El insolente se guarecía detrás del enrejado de acceso al estacionamiento principal de la clínica 46 del IMSS de Gómez Palacio y no me permitió el acceso a su cubil. En las rejas estaba pegado un letrero mal escrito: "Se solisitan jubilados para cubrir las guardias de bigilancia".
El portero con cara de tirano tendría entre 70 y 72 años de edad y sus movimientos eran torpes como sucede con todos los ancianos.
-Pero -balbucee. -Soy igual de viejo que usted.

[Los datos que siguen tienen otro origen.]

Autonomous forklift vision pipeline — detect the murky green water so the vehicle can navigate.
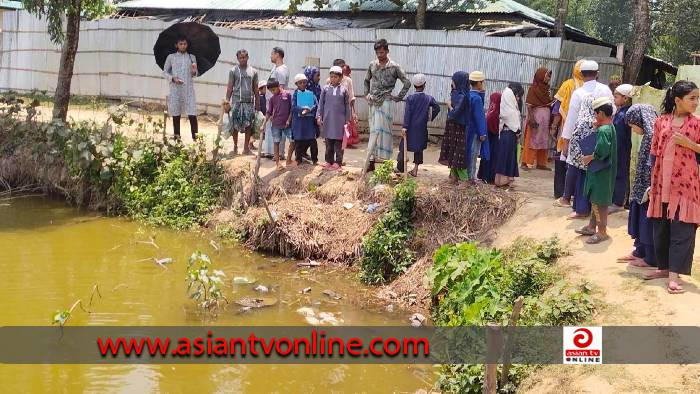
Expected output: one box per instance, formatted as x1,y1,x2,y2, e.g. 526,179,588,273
0,198,433,393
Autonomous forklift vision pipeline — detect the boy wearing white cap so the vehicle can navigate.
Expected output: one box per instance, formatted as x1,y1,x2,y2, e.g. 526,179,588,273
290,74,318,165
467,71,491,184
576,97,617,244
561,60,615,218
396,74,440,177
316,66,352,171
610,83,634,214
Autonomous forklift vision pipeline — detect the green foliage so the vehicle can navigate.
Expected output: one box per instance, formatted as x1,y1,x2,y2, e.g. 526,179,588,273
112,142,223,228
0,93,224,228
22,0,113,44
360,209,413,284
427,238,594,393
360,180,416,284
185,251,228,310
369,160,396,185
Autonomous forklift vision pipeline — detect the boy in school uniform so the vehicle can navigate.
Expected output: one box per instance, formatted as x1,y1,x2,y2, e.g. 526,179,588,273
316,66,352,171
396,74,440,177
292,74,318,165
467,71,491,184
260,79,292,171
576,97,617,244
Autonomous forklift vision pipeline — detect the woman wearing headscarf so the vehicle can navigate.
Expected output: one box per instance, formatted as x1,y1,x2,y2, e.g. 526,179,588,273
566,96,595,218
554,60,583,207
618,104,658,268
477,92,501,183
304,66,321,165
438,71,469,183
521,67,553,171
494,83,525,187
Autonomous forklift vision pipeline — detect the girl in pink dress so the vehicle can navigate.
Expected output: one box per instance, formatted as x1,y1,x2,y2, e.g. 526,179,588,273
644,81,700,294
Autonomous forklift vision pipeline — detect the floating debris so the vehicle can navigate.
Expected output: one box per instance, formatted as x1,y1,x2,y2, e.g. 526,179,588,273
236,297,277,308
253,285,270,293
367,202,382,213
297,260,321,267
233,276,257,285
408,313,425,327
323,289,343,300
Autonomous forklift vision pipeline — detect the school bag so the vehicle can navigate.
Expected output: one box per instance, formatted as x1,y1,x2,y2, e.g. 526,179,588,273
486,92,501,135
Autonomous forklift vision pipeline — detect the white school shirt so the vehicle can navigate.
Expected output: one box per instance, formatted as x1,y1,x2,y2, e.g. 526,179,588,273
561,79,616,160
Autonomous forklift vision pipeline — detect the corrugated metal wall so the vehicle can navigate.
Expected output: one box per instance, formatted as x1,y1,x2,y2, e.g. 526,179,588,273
0,11,621,134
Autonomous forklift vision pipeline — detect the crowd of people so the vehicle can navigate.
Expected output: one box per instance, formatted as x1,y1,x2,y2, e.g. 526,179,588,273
164,39,700,294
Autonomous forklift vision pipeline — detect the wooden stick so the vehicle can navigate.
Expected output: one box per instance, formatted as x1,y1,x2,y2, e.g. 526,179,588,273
501,296,525,387
483,324,501,394
403,134,408,181
163,96,168,144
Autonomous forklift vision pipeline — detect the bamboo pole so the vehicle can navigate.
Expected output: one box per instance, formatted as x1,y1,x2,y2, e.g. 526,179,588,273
483,324,501,394
501,296,525,387
403,133,408,181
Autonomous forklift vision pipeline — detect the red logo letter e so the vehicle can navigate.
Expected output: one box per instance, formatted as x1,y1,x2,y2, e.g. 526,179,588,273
574,328,593,348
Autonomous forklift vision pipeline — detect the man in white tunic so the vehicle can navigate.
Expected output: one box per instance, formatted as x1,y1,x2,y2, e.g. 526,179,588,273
163,37,199,140
561,60,615,156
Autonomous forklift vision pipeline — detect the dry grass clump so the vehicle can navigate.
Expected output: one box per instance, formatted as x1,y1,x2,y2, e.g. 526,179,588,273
239,193,379,264
414,184,518,253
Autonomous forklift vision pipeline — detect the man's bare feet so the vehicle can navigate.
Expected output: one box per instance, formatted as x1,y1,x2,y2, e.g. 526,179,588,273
642,270,668,280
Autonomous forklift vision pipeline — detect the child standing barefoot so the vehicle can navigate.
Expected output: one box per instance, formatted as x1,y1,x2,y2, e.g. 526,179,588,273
578,97,617,244
260,79,292,171
317,66,352,171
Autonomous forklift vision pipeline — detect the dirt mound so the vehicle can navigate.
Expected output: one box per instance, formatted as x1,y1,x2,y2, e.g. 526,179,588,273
379,185,518,311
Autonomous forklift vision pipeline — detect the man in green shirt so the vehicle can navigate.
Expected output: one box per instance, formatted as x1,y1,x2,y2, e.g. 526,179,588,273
365,38,411,171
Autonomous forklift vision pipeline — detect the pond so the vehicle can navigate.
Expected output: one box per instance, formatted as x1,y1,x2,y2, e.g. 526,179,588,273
0,197,434,393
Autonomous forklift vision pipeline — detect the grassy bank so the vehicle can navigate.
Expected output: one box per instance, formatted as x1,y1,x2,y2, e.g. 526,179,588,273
428,238,595,393
0,93,225,228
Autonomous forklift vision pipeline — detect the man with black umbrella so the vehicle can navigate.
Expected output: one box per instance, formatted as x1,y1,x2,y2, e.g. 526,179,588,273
163,37,199,141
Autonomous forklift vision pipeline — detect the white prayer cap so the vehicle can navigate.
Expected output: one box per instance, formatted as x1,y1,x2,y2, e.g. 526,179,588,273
294,74,308,83
593,97,612,110
615,83,634,97
469,71,486,82
581,60,598,71
411,74,425,86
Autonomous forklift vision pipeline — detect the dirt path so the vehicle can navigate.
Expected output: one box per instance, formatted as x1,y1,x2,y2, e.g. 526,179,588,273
495,171,700,393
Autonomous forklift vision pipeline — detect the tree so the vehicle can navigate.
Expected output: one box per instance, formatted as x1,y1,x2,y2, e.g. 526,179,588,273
22,0,110,122
622,0,651,84
554,0,569,39
650,0,700,64
416,0,428,30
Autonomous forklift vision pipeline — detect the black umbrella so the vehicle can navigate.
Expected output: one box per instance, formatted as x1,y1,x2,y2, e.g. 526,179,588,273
153,22,221,75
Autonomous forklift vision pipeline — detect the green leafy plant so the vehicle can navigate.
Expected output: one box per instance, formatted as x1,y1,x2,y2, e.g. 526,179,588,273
369,160,396,185
427,238,595,393
186,251,228,311
360,209,413,284
360,180,416,284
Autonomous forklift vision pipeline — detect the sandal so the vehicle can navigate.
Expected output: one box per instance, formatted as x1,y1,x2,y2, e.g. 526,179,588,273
617,254,639,263
666,280,685,294
629,259,656,268
586,234,610,245
642,270,668,280
553,199,571,208
574,226,595,236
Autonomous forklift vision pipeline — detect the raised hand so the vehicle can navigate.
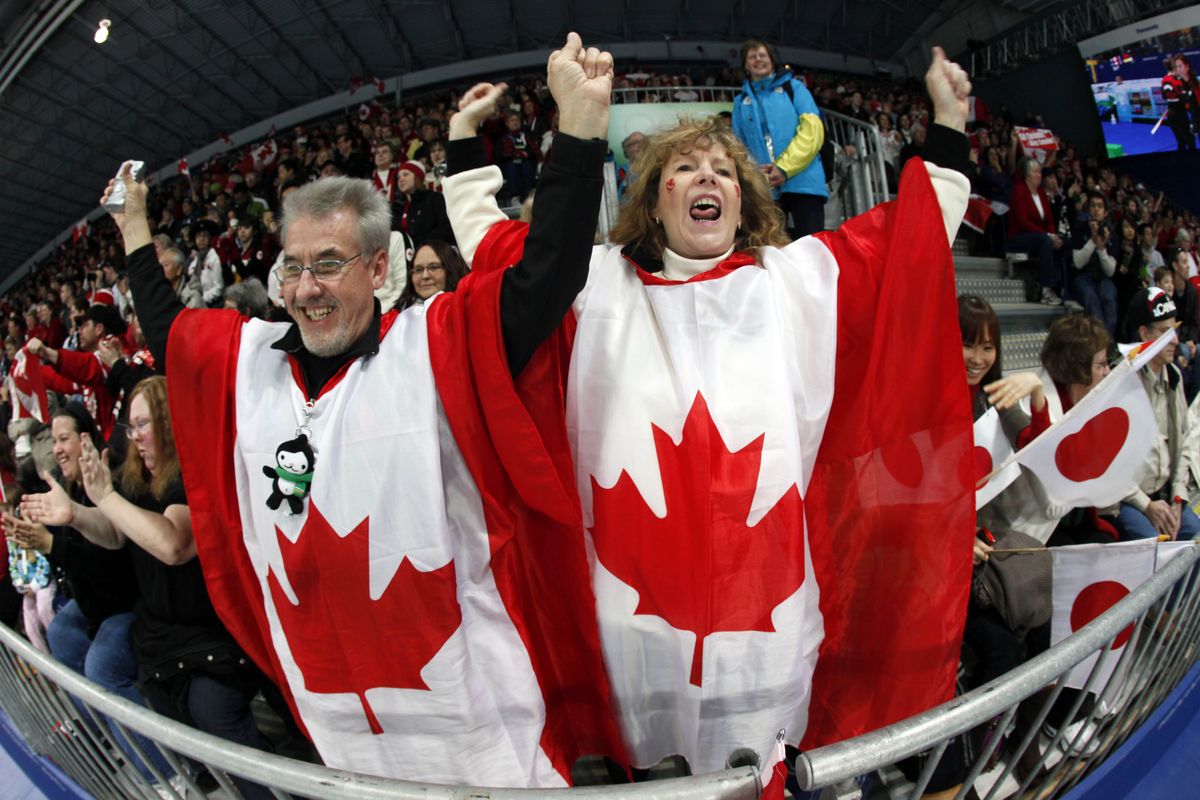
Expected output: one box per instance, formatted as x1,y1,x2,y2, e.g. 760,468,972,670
20,473,74,525
546,32,612,139
983,372,1045,411
450,83,509,139
100,161,150,254
79,433,113,506
4,511,54,554
925,47,971,132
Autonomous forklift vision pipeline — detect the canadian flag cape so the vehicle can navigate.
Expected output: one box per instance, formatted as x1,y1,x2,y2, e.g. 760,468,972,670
167,262,625,787
8,348,50,422
475,160,974,774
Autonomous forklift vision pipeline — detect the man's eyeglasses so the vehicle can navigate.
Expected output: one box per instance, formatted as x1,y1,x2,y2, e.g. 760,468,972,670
116,419,154,437
275,253,362,283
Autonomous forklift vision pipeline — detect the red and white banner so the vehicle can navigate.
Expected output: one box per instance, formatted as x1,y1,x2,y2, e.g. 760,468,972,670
1050,539,1158,691
758,730,787,800
1013,125,1058,164
967,95,991,122
1014,331,1175,506
1154,541,1196,572
8,348,50,423
971,408,1021,509
253,139,280,169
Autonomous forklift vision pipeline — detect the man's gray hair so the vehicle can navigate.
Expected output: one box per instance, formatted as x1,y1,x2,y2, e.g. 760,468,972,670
280,176,391,261
162,247,187,267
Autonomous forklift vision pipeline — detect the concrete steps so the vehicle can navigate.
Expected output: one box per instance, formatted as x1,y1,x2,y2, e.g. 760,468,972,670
953,250,1066,374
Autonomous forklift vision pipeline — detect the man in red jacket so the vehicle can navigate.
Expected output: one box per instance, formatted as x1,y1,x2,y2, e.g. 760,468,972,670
25,303,127,441
1006,158,1066,306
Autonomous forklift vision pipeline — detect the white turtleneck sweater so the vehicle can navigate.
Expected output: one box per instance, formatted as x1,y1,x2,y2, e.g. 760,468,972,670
662,246,733,281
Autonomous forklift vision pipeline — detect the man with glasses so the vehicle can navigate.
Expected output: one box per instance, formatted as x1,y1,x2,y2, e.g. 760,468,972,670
1114,287,1200,541
102,29,623,787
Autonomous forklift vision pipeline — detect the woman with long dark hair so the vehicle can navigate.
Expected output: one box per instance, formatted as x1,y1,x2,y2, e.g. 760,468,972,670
22,377,270,796
396,239,468,311
4,402,162,778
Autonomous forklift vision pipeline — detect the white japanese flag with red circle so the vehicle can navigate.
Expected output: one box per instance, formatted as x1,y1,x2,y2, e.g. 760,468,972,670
1050,539,1158,692
972,408,1021,510
1016,331,1175,507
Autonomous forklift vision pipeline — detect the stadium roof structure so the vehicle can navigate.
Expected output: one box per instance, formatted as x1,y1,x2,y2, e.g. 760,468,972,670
0,0,1065,282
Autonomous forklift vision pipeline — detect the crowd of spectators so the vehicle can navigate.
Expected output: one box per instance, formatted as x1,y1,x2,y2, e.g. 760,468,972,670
0,47,1200,796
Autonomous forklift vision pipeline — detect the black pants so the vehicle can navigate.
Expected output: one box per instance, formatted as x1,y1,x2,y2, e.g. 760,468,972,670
778,192,826,239
1166,107,1196,150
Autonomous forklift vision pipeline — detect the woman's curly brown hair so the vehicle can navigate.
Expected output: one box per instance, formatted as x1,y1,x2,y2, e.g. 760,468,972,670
608,115,791,257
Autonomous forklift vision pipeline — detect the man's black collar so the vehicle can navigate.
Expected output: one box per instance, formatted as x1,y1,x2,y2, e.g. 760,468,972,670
271,299,383,397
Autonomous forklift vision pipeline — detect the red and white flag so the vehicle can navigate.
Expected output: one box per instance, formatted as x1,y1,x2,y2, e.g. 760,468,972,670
8,348,50,423
1050,539,1158,691
972,408,1021,509
1013,125,1058,164
168,271,626,788
468,155,974,771
967,95,991,122
1015,331,1175,507
758,730,787,800
1154,541,1196,572
253,139,280,169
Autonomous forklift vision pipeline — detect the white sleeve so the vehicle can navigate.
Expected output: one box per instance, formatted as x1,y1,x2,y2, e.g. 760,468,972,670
442,166,508,264
1070,239,1096,270
925,161,971,243
266,255,283,308
200,249,224,306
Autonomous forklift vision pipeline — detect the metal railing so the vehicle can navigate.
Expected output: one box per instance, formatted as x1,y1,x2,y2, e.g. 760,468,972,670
796,547,1200,800
612,86,742,103
0,626,761,800
0,548,1200,800
598,93,892,239
821,109,892,221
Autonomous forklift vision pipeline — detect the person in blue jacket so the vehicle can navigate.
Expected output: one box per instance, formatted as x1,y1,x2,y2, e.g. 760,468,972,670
733,38,829,237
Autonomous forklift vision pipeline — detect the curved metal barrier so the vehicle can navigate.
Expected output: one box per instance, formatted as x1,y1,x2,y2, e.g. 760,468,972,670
0,626,760,800
0,547,1200,800
796,547,1200,800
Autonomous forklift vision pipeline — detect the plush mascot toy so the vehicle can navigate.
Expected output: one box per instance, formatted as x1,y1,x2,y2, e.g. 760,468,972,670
263,433,317,515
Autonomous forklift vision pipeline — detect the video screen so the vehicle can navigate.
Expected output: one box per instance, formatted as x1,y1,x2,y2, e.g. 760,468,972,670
1080,25,1200,158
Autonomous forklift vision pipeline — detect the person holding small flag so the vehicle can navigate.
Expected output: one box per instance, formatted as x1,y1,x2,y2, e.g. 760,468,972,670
1110,287,1200,540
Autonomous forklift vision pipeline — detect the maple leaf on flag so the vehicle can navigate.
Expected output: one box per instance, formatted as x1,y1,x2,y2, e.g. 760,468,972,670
592,392,804,686
268,500,462,734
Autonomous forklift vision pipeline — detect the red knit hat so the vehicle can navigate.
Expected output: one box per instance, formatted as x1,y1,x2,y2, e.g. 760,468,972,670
400,161,425,186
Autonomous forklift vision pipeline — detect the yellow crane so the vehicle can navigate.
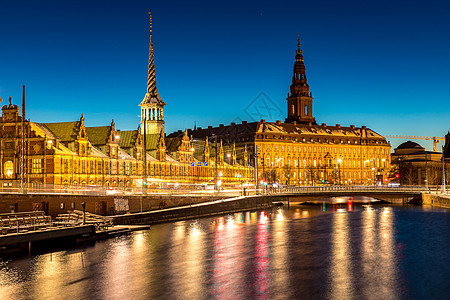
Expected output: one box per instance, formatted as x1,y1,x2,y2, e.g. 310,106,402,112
384,135,445,152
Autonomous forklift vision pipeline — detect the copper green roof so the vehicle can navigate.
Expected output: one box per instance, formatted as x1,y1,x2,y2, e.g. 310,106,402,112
41,121,81,142
146,133,160,150
86,126,111,145
117,130,159,150
165,137,182,153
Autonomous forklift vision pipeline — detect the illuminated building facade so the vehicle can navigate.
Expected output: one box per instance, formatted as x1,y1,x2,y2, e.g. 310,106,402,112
185,39,391,185
392,140,450,187
0,16,254,188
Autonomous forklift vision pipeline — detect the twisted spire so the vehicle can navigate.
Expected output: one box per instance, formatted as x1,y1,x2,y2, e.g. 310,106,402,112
140,12,166,106
147,11,157,94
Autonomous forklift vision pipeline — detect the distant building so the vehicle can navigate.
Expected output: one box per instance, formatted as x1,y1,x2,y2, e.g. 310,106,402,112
391,141,448,186
178,39,391,185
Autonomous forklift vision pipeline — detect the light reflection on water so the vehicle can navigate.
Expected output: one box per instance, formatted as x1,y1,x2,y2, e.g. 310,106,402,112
0,204,450,299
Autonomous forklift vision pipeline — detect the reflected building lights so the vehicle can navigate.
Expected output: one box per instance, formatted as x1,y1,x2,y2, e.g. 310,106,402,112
329,213,353,299
378,207,401,299
270,209,293,299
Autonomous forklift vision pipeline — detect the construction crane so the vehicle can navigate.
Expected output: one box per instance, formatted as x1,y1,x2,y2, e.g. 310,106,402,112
384,135,445,152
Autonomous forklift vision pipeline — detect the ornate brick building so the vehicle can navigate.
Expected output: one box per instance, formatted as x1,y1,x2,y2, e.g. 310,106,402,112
179,39,391,185
0,16,254,188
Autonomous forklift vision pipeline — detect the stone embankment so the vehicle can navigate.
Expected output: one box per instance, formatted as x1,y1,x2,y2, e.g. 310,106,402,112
109,196,273,225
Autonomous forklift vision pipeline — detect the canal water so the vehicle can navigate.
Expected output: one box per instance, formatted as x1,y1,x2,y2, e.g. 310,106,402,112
0,203,450,300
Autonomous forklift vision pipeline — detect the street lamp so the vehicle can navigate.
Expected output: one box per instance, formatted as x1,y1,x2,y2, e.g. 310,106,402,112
338,158,342,184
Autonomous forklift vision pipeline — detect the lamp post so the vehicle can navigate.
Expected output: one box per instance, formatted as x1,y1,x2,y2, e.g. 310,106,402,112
338,158,342,185
372,167,376,186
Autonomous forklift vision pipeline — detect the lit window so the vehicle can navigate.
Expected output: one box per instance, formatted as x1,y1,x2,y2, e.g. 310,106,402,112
5,160,14,178
31,158,42,174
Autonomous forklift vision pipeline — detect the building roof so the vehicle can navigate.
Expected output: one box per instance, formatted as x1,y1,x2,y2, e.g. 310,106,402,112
174,120,388,144
395,141,424,149
165,137,183,153
40,121,81,142
117,130,138,148
86,126,111,145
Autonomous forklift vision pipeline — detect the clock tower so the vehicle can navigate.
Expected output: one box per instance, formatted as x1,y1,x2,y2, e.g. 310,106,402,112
139,13,166,134
285,37,316,124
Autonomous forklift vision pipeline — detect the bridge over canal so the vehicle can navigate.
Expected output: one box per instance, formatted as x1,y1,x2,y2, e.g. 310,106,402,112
267,186,428,204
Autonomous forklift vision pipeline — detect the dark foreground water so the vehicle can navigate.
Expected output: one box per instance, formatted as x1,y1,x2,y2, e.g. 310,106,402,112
0,204,450,300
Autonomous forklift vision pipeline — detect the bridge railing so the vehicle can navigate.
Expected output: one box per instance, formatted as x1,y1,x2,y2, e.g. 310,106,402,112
265,185,430,194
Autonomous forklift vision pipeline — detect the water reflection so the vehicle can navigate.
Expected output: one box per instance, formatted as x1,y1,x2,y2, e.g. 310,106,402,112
0,202,450,299
329,209,353,299
270,209,290,299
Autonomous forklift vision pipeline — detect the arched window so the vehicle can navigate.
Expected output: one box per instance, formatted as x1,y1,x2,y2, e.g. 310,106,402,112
5,160,14,178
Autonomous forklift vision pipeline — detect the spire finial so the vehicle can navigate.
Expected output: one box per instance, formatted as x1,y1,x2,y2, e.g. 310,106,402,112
147,11,157,94
148,11,153,36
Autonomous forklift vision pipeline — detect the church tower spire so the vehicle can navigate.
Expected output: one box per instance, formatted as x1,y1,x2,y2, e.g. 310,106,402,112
285,36,316,124
139,12,166,134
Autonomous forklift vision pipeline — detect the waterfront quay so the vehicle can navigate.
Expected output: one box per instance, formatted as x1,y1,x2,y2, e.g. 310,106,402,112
0,203,450,299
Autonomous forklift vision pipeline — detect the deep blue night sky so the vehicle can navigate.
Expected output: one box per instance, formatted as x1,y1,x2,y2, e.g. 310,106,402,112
0,0,450,150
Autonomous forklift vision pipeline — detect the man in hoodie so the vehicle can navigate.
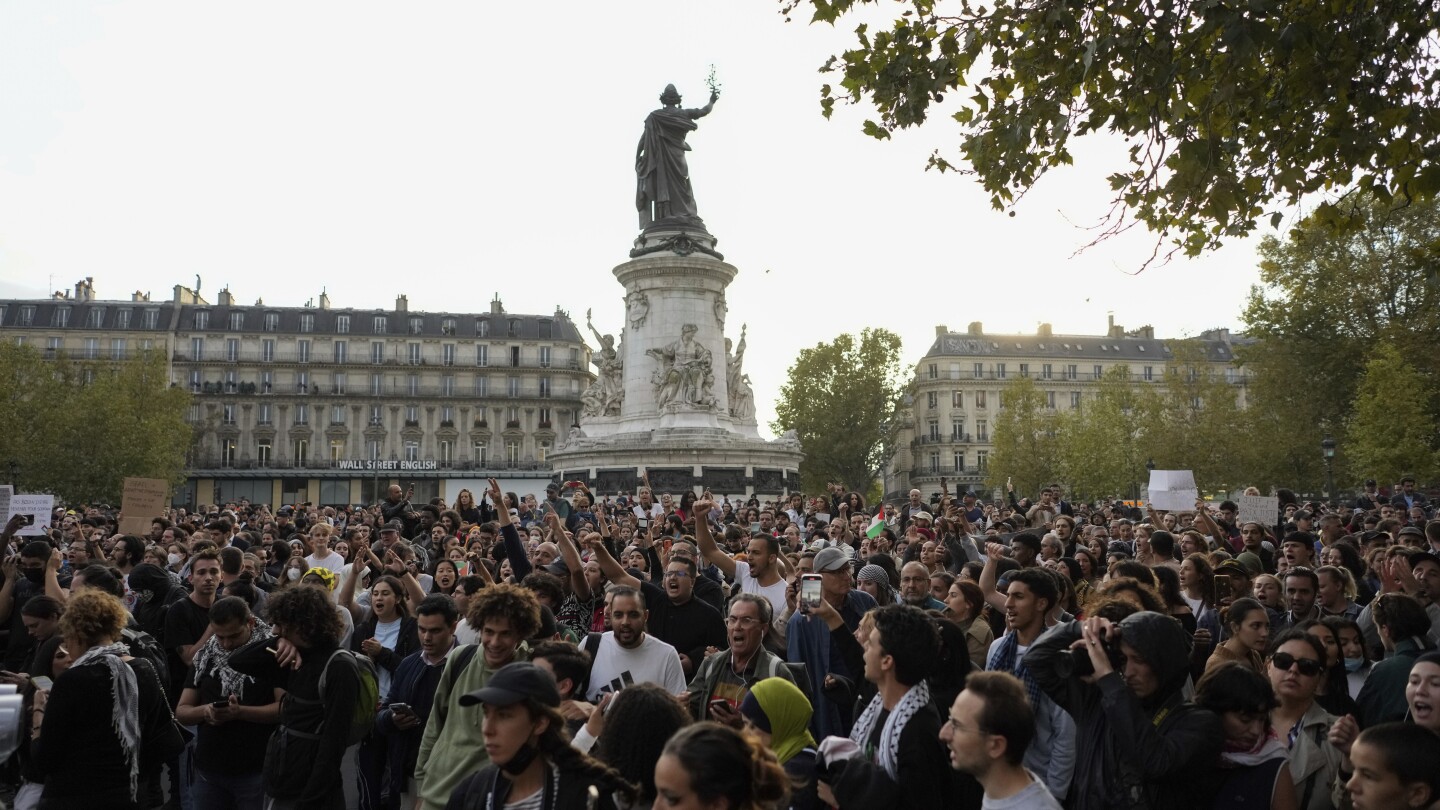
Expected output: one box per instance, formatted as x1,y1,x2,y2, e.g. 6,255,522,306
1025,611,1224,810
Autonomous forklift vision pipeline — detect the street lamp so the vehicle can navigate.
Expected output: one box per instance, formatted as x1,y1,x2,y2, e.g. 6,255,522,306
1320,434,1335,502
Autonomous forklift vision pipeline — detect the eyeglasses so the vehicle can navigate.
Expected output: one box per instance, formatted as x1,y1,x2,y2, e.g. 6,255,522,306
1270,653,1323,677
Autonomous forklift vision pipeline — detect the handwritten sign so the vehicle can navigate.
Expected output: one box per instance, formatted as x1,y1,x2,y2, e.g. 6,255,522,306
1236,494,1280,526
1149,470,1200,512
120,479,170,535
4,494,55,536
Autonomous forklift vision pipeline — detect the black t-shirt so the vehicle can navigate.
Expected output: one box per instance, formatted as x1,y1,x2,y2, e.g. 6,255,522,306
184,645,275,777
160,598,210,683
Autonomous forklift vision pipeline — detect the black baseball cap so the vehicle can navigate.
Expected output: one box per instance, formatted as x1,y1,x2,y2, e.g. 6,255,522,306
459,662,560,706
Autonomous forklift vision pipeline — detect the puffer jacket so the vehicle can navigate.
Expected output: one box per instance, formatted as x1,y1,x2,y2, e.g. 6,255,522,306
1025,613,1224,810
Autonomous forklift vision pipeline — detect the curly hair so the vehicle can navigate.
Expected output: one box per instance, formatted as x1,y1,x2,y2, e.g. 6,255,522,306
60,588,130,642
664,720,789,810
265,576,343,647
596,683,690,801
465,584,540,638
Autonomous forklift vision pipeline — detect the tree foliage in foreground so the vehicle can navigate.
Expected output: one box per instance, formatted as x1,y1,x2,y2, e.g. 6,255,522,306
0,344,192,504
770,329,906,491
780,0,1440,255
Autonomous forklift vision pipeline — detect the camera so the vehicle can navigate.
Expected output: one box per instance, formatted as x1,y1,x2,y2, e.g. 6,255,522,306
1070,626,1125,677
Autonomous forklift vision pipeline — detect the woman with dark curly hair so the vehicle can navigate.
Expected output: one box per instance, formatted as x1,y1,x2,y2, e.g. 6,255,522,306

-Nada, nada. Usted ya no la hace, mire nomás como le tiemblan las piernas.
-Es por el frío…
-Por eso mismo. Los vientos lo van a enfermar, agregó con manos enjutas. -Aquí necesitamos vigor y vitaminas. Usted no los tiene por ningún lado. Mírese los flacuchos brazos, sus conejos le cuelgan.
-Pero si no me los ha visto, traigo chamarra…
-Me los imagino, ¿Cómo la ve? Y hágase a un lado porque estorba.
Comencé a llorar, pero no de tristeza, sino porque el duro cierzo invernal irritaba mis ojos.
-Ya ve, hasta debilucho resultó; y no tosa porque me contagia. Además, sus ojos están rojos y lagañosos, como si anduviera de parranda.
-Pero si ya no bebo…
-Eso dicen todos, pero a mí no me engaña ¿por qué camina a trompicones y en zigzag?, por lo mismo, porque aún anda ebrio. Lo vengo devisando desde que apareció en la cuadra: de rato en rato se recargaba en la pared; caminaba ladeado como que la edad se le vino encima por el alcohol ¿pos qué más?
"Lo noto lerdo, torpe y tonto", agregó parodiando groseramente la letra de la canción "Viejo mi querido viejo".
-Necesito el trabajo, en casa ya no me soportan. No sirvo ni para traer tortillas, expresé en tono quejumbroso y limpié los mocos con el dorso de la mano derecha, por cierto, de piel endurecida y verdosa por tanto uso en esos afanes.
-Usted mismo me está dando la razón. Aquí tampoco nos sirve. ¡Largo de aquí!
Se aferró a los barrotes para frustrar cualquier intento de meterme a sus terrenos y alargaba continuamente la mano con su dedo índice no flamígero porque no era para tanto, ordenando que me alejara del lugar.
-Aquí sólo contratamos a gente con empuje en los brazos y en las piernas; que empuje para dentro y para afuera esta reja de gruesos barrotes a fin de que entren o salgan los automóviles con los médicos, enfermeras y gente de laboratorio. Usted, le repito, con esos bracitos huesudos no podría empujar ni cerrar nada, ni siquiera las ventanas de su casa… ¡Vamos! Ni siquiera cortar hígado y cebolla con un cuchillo para un almuerzo. No le veo fuerzas por ningún lado. Mírese las canillas y las muñecas, puro hueso quebradizo.
Fastidiado, me pegué a la reja, saqué la daga y a través de los barrotes se la enterré con flemática energía en la panza, hígado de por medio. Ya no habló.
70 años y más comenzaron a resbalar hacia el frío piso y un charco de sangre se extendió lentamente hacia el lado opuesto de mis zapatos recién lustrados.
Regresé a casa titiritando, orgulloso de haber defendido con decoro mis derechos humanos.
Encendí el televisor, me envolví en una cobija tal como indicó el implacable crítico, me tiré en el sillón y ordené a la cocinera en turno un atole champurrado con unas galletas de arándano y avena.
"Si usted es un jubilado del IMSS mayor de los 70 años, incorpórese a nuestros servicios de vigilancia. Buen trato y excelentes honorarios. Preséntese en la reja a partir de las siete de la mañana. Lo atenderán con diligencia ¡No se duerma!", decía el anuncio que difundía el aparato.
Cambié de canal y también de postura: el puñal retenido en el sobaco al estilo de los gauchos uruguayos, me estorbaba picudamente a cada vuelta. Lo acomodé en su funda de arriba abajo sobre la ingle derecha y desapareció la incomodidad.
-Mañana será otro día, filosofé, y me quedé bien dormido.